Which is exactly why coverage work is gated on measurability first. Before generating corpus rows for a starved tag, the eval set must carry enough held-out examples of it that its F1 is real signal, not noise from a handful of rows (see eval discipline and the val-set stratification work). The coverage eval is the apparatus that lets the numbers say whether negative space held for our model — whether covering unit lifted street/locality precision, and whether anything regressed — rather than assuming it.

Two kinds of starved tag — and why the model handles both

Negative space tells you which tags are taxing their neighbours; it doesn't tell you the only way to cover them is more rows of the same shape. The parity campaign surfaced two shapes of starved tag — but the conclusion is that the model stays the authority for both; the difference is only what kind of help it needs.

  • Open-vocabulary, boundary-defined tagsunit, street_prefix, street_suffix, locality. Their members are open-ended and their extent depends on context, so the model has to learn the boundary. A balanced coverage shard is the whole fix, and this is where the negative-space effect compounds: covering unit (0 → 92%) lifted US street by about three points.
  • Closed-vocabulary tagscountry, po_box, cedex. A finite, enumerable surface set in a predictable slot. The tempting shortcut is a deterministic lookup, and an early pass took it. That was wrong, for an instructive reason.

A first attempt trained country on a shard that was almost entirely trailing-country rows, so the model over-learned the cheap correlation "trailing token ⇒ country" and started promoting cities and regions to nationhood (49 F1, 23% precision). A flat lookup scored 100 — but only on an eval with no homographs. The homograph case ("Atlanta, Georgia" → region vs "Tbilisi, Georgia" → country) is exactly where a lookup can't win without a hand-coded guard, and resolving it from context is the model's whole reason to exist. So the over-firing was a training- distribution artifact, not a model limitation, and "deterministic wins" was a mirage measured on the easy cases.

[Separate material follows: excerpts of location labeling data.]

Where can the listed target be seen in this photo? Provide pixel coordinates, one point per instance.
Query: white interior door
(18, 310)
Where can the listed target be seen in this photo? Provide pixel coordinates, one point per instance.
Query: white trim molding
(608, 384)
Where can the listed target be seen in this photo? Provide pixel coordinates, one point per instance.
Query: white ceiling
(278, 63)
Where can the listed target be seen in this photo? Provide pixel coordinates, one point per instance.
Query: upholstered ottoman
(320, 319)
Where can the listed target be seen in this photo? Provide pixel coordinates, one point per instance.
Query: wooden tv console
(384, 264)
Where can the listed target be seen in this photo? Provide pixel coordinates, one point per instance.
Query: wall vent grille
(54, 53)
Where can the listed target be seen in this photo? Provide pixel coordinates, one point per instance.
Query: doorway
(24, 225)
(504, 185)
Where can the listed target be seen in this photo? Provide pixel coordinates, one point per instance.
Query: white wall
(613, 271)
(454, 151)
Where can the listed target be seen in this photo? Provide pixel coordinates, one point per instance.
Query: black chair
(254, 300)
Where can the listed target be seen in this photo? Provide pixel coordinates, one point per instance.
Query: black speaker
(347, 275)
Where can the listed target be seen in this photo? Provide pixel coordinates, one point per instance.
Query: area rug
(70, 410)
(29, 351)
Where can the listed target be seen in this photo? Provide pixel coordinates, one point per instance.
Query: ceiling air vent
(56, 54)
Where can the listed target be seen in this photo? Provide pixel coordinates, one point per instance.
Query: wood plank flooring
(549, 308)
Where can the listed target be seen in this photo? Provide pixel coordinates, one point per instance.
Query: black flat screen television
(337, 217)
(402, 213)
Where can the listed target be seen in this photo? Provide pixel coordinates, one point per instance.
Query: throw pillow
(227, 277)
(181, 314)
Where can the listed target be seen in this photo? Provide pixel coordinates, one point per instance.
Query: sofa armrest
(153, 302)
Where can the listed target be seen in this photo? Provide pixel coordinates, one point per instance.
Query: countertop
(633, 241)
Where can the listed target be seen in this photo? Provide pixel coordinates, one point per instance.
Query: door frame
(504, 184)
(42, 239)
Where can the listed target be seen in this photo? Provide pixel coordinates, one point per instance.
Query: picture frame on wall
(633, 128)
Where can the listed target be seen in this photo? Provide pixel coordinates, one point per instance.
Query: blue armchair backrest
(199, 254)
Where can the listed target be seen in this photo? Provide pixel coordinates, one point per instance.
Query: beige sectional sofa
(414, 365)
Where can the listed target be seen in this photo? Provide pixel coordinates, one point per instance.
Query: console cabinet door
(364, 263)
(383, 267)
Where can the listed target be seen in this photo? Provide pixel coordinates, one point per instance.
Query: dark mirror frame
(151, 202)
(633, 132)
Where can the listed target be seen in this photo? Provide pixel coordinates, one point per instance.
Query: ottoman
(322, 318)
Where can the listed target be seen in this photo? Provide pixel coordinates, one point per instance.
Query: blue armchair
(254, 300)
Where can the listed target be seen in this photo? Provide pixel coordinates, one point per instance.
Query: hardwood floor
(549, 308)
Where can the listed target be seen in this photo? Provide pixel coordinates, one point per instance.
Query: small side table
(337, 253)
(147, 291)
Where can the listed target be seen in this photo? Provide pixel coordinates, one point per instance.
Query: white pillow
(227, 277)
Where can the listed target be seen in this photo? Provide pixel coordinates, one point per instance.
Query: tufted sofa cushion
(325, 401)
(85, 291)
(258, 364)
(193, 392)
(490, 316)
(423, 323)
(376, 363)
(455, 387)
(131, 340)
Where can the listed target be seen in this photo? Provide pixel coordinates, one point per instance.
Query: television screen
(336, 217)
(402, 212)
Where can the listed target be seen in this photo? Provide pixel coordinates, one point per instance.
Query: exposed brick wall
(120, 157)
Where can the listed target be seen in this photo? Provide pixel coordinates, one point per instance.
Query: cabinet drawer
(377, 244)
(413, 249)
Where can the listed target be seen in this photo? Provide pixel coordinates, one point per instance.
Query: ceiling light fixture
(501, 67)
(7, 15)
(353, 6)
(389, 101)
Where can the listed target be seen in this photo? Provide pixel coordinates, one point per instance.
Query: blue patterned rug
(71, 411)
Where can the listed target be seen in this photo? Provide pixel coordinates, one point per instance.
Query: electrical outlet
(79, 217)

The corrected rule: cover every starved tag by training; let the lexicon inform the model, never override it. Open-vocab and closed-vocab-without-homographs (po_box, cedex) just need a balanced coverage shard. A closed-vocab tag with a large set and homographs (country) additionally gets the gazetteer as a soft anchor feature — a match flag plus a "known-homograph" bit — fed into the model the same way the postcode anchor is, so the model decides with the lexicon as evidence. The matcher becomes a feature-source, not a post-parse verdict. Full rationale, data recipe, and the eval-first plan: Closed-vocab fields: model-first.